It’s widely known among business owners that you must market more aggressively during recessions. Buyers are more reserved in their spending, and you simply have to work harder to get the same dollar that they easily gave not long ago.
In fact studies have proven that in every recession (dating back to at least the early 1970’s) that the most successful firms increase their marketing investment during recessions…
In the 1970 Recession: “Sales and profits can be maintained and increased in recession years and immediately following by those who are willing to maintain an aggressive marketing posture according to a study by American Business Press (ABP) and Meldrum & Fewsmith. 1
After the 1974-1975 recession ABP/Meldurm & Fewsmith again found that “Companies which did not cut marketing expenditures experienced higher sales and net income during those two years and the two years following than those companies which cut in either or both recession years.” 2
Studying the 1981-1982 recession, McGraw-Hill Research’s Laboratory of Advertising Performance analyzed the performance of 600 industrial companies during that period.

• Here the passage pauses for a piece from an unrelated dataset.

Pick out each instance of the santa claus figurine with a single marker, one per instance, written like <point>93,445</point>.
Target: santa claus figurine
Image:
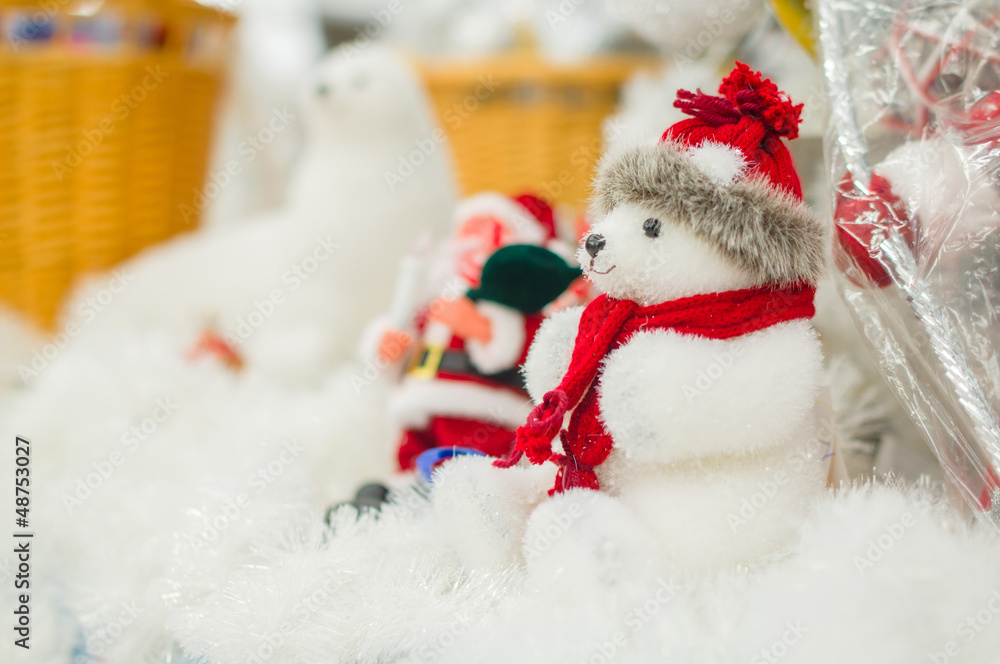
<point>462,387</point>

Its results show that “business-to-business firms that maintained or increased their marketing expenditures during the 1981-1982 recession averaged significantly higher sales growth both during the recession and for the following three years than those which eliminated or decreased marketing.” 3
In 1993 Management Review polled AMA member firms about their spending during the 1990-1991 recession. It found that “fortune follows the brave.” Noting that “firms that increased their budgets and took on new people were twice as likely to pick up market share.” 4
Do you have to spend more money to reap these rewards?
In every past recession I believe the answer is yes. The models for marketing in each of the recessions of the last 50 years were built on the idea that you must interrupt your prospects with your advertising message. The media available to you were crude, blunt instruments.
Out of 100,000 viewers of your ad, maybe only 1000 were true prospects—they have a need or desire you can fulfill. But you paid to reach the 1,000 and the 99,000. What a waste of your resources…
Today, you have the ability to laser focus on your best prospects. And with technology, the cost of finding and deeply connecting with your best, most qualified prospects is lower than ever (and in some cases can be done for no money).
So money (or lack of money) should not stop you from aggressively marketing to your best prospects.
Enter the Golden Age of Small Business Marketing
In each of the studies I referenced, the authors use language like “increased expenditure” and “increased budgets.” This reflects the truth of the time, that you needed to spend money to market. I suggest, that the phrase you, as a small business owner, need to embrace is “increased investment in your marketing.”
There are many ways to invest, money is only one. Today, blogs, email marketing and inexpensive direct mail give you the ability to reach your best prospects for almost no money. In fact, you can blog and send emails with some services for free.
The investment then is not money, but time. Your time in creating content, information, that educates your prospects, that entertains them, that serves them.
It’s often said that these technologies are the great equalizers in marketing, and they are…but I’ve never seen anyone explain why. In the past, big business could out spend small business, because they had more money. Small business was at a disadvantage.
Today, content—information—is what is valued by prospects during the buying process. Delivering quality content requires an investment of time. Time to understand the needs of your prospects, time to think and develop ideas and time to create content.
And you, Mr. and Mrs. Small Business Owner, have exactly the same amount of time as your biggest competitor. You win or lose based on the value you create with the time you have…not the amount of money you spend.
But there is no such thing as something for nothing. You must be willing to invest in marketing more aggressively…to pay the price in time or money (or some of both) to reap the reward of increased business.
What will you invest this year to market your business?
- “How Advertising in Recession Periods Affects Sales,” American Business Press, Inc., 1979.
- ABP/Meldrum & Fewsmith study, 1979.
- McGraw-Hill Research. Laboratory of Advertising Performance Report 5262 New York: McGraw-Hill, 1986.
- Greenburg, Eric Rolfe. “Fortune Follows the Brave,” Management Review, January 1993.